So I joined Tinder, and to be clear I have no idea what I am doing. I have no game and I hate games. But I am being open to the process of these modern forms of getting to know someone. I did not meet The One at Bible College, I have yet to meet anyone through the local church, and Match and E-Harmony have failed me; either there is something tragically wrong with me (that I am unaware of), or Tinder is my last hope (lol).
Wouldn’t it be hilarious if—amid the unsolicited pics—I find a godly man who is looking for a godly woman? The humor of this narrative is not lost on me: a Jesus-loving, city-dwelling, justice-seeking feminist meets guy on Tinder. Such is my life.
But I’m getting ahead of myself. So far there has been no such favor found in the right swipe. I have matched and communicated with a few men, blocked a few pervs (I do not want to see that), and am pretty sure one was a bot… is it possible to have Tinderbots? Nothing has panned out yet.
Truth: I am A-OK with this. I have not felt bad about my lack of connections, I do not feel like I must find the match of my dreams, and I am being honest about who I am. Proclaiming the Gospel is my priority and Jesus must be the common denominator of our lives. I see God’s hand at work actively closing doors and protecting my heart.
Even with Jesus being a requirement, I have had matches who say faith is important but message despicable things. Lesson one for all you Tinderellas: the DM shows who he actually is. Say no, and then block him. Be the woman of standard you are meant to be.
Lesson two: if his kids are his first priority but his profile is all pics of his innocent non-dating kiddos, swipe left. His adorable children should not be the bait that gets you to swipe. I have appreciated the fathers who blur or cover the faces of their children; these are dads that think about the privacy and safety of their children. (To be clear, someone is not a bad parent for putting pics of their kid on Tinder, but it makes me uncomfortable).

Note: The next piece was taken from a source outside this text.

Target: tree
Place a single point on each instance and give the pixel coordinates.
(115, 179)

Lesson three: If he has more than one gym selfie, he needs to add another hobby to his repertoire. Being in shape is great, and working out all that sexual frustration is fantastic, but I need to see more than that. As we are on the subject of mirror selfies, let’s also nix bathroom selfies. I do not need to see any more urinals on my Tinder feed, just saying.
Lesson four: If it says add me on Snapchat, RUN. If he has a bunch of ladies adding him on Snap, you are one of the many, not The One. If a date turns into something more, you will always wonder who is sending him snaps, who is on the side, who else did he reel in? And if there is a problem in the future, will he run to you or his Snaps?
Maybe this is why I’m still single, but exploring the Tinder culture has shown me new levels of standards I want, and need, to have. To be fair, there are probably a ton of awesome guys on Tinder, you just have to wade through the mass of dudes that are only separated (not divorced), the ones who are in “open relationships,” the ones “not looking for anything serious,” and—my personal favorite—“only here for the weekend,” to find them. Tinder is a tool, not the answer.
So be smart and go with your gut. Modern romance is app-based and lots of people actually do meet this way. Hopefully that means that the God of the universe might use Tinder to hook a sister up.